301) Out-of-bounds write (CVE-ID: CVE-2026-43047)
The vulnerability allows an attacker with physical access to cause a denial of service or perform an out-of-bounds write.
The vulnerability exists due to an out-of-bounds write in the HID multitouch feature report handling when processing a device response to a feature request. An attacker with physical access can provide a malicious device that responds with a mismatched report ID to cause a denial of service or perform an out-of-bounds write.
The issue is triggered when a device returns a different report ID than the one originally requested.
302) Use-after-free (CVE-ID: CVE-2026-43050)
The vulnerability allows a local user to cause a denial of service.
The vulnerability exists due to a use-after-free in sock_def_readable() when accessing priv->lecd during concurrent socket teardown. A local user can trigger a race condition to cause a denial of service.
The issue occurs because concurrent code paths dereference priv->lecd without protection while lec_atm_close() clears the pointer and the socket may be freed via RCU.
303) Out-of-bounds read (CVE-ID: CVE-2026-43051)
The vulnerability allows a remote attacker to disclose sensitive information.
The vulnerability exists due to out-of-bounds read in wacom_intuos_bt_irq when processing Bluetooth HID reports. A remote attacker can send a specially crafted short report to disclose sensitive information.
Report ID 0x03 requires at least 22 bytes, and report ID 0x04 requires at least 32 bytes.
304) Improper control of a resource through its lifetime (CVE-ID: CVE-2026-43054)
The vulnerability allows a local user to cause a denial of service.
The vulnerability exists due to improper state management in tcm_loop_target_reset() when handling SCSI target reset recovery. A local user can trigger a reset while commands remain in flight to cause a denial of service.
The issue can leak a LUN reference and cause configfs LUN unlink to hang in D-state.
305) Always-Incorrect Control Flow Implementation (CVE-ID: CVE-2026-43057)
The vulnerability allows a local user to cause a denial of service.

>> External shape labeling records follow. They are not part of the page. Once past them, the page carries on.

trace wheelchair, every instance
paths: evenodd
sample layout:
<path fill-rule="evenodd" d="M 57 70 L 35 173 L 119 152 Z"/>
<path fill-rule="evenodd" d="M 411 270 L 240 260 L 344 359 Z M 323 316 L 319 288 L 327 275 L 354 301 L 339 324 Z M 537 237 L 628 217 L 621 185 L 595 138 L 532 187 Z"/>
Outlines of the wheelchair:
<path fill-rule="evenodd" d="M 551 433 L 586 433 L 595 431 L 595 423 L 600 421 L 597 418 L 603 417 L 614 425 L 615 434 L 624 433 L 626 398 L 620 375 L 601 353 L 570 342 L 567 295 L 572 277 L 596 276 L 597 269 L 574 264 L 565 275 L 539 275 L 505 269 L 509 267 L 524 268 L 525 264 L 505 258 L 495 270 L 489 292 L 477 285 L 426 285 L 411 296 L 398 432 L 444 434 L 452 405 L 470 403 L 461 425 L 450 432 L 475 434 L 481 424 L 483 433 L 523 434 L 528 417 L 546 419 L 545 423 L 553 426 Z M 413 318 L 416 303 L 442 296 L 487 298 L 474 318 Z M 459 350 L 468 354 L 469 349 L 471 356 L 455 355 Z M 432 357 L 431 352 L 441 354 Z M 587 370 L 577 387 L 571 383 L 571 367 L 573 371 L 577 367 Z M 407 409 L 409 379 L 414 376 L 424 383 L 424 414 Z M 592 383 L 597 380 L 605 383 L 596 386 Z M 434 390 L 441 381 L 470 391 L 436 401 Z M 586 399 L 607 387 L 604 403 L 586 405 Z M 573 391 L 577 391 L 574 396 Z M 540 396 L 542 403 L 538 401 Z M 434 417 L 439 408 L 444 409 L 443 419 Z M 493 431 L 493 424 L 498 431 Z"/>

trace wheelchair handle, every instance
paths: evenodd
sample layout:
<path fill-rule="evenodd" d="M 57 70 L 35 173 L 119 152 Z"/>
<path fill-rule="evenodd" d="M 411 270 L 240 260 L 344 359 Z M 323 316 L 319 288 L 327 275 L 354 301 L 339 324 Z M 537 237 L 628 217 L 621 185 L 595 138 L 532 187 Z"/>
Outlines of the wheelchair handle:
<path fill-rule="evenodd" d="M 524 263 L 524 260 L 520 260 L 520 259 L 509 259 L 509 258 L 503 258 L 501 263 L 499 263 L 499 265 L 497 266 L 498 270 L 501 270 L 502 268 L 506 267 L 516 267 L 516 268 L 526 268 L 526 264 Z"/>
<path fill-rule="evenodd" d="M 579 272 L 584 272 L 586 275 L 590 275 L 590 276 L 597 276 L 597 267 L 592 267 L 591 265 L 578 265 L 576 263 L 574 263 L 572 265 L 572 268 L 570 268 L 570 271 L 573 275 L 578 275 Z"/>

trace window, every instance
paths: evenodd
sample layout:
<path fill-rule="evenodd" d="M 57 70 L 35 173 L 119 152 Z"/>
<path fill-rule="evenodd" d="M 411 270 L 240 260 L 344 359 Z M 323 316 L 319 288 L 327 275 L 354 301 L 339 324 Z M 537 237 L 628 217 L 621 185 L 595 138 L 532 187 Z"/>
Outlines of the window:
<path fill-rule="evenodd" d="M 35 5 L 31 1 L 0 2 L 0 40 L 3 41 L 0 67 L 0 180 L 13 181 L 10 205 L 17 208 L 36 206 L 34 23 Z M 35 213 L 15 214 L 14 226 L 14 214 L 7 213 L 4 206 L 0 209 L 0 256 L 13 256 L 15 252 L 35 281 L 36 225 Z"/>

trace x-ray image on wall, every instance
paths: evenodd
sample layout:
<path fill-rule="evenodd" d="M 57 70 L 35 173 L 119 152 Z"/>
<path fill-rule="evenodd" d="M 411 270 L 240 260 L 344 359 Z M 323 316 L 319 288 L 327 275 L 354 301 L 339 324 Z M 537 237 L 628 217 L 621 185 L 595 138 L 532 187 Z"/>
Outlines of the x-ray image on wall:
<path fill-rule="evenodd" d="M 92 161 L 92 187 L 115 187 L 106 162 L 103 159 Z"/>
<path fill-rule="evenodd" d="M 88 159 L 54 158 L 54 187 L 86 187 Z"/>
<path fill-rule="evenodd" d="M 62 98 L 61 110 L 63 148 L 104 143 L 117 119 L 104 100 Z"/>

The vulnerability exists due to improper handling of checksum offload fallback in the IPv6 GSO fallback logic when processing tunneled IPv6 traffic with extension headers or without an inner IP protocol. A local user can send specially crafted packets to cause a denial of service.
The issue affects tunneled traffic, including cases where the inner header rather than the outer network header must be validated.
Remediation
Install update from vendor's website.